The model performs particularly well in matching the correlation between the Fund credit use dummy and spreads (0.22 in the data vs 0.25 in the model). In addition, in the model, spreads in periods with d* > 0 are 2.8 times those when d* = 0. This is in line with the data documented in Section 2. For Mexico and Thailand, this ratio is 2.55 and 3.25, respectively. For Argentina, E[s|d* > 0] is as high as 2100 bps which is driven by a few outliers in the data. The ratio of median spreads conditional on being and not being indebted to the IMF is 2.32, fairly close to the result generated by the model.

The shift in sovereign’s portfolio towards IFI debt in response to a negative output shock does not suffice to reduce spreads.23 As mentioned above, any type of debt, official or commercial, leads to higher interest rates. However, the interest rates are much more elastic with respect to commercial debt than IFI debt. Given a certain level of total debt, a portfolio with only commercial debt leads to higher spreads than one that includes some IFI debt.

To further compare model implications with the data, we analyze the behavior of IFI debt in high and low spread periods. Table 8 reports average IFI debt when spreads are above their 75th percentile, below their 25th percentile, and finally when the sovereign is in default. This exercise allows us to assess model performance in yet another dimension that is not captured by the business cycle statistics.

Table 8:IFI Debt During High and Low Spreads
E[d*]
sDataModel
< 25 pct1.962.98
> 75 pct2.053.04
D = 17.977.52
Table 9:IFI Debt During Booms and Busts
E[d*]
yDataModel
<−σy8.555.79
> +σy1.530.83

The statistics implied by the model are reasonably close to the data. The model generates a mean IFI debt stock of 3.04 (2.98) percent when spreads are high (low). These are somewhat higher than those implied by the data (2.05 and 1.96). However, note that the difference in mean IFI debt between high and low spreads are close to data.
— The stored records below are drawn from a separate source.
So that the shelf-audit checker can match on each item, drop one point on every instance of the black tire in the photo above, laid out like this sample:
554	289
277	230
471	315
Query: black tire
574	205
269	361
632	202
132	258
Average IFI debt during default is 7.52 percent in the model, remarkably close to that in the data (7.97).

Finally, we conduct a similar exercise looking at the mean IFI debt during booms and busts defined as periods when endowment falls at least one standard deviation and periods when it exceeds its mean by at least one standard deviation, respectively. The model does a reasonably good job in generating a mean IFI debt during busts (5.79) that is significantly higher than that during booms (0.83). In the data, these mean IFI debts are somewhat higher than those generated by the model with 8.55 percent during busts and 1.53 percent during booms.

D. Sensitivity Analysis

Our sensitivity analysis focuses on the parameters that govern the cost of IFI borrowing, which we could not estimate from the data. In this section, we present four sets of results with different levels of conditionality and values for k, the parameter that governs the elasticity of the IFI interest rate with respect to the level of IFI debt. We compare these sets of results to the baseline scenario and find that our main results (weak countercyclicality of IFI debt flows and higher spreads when indebted to the IFI) are robust.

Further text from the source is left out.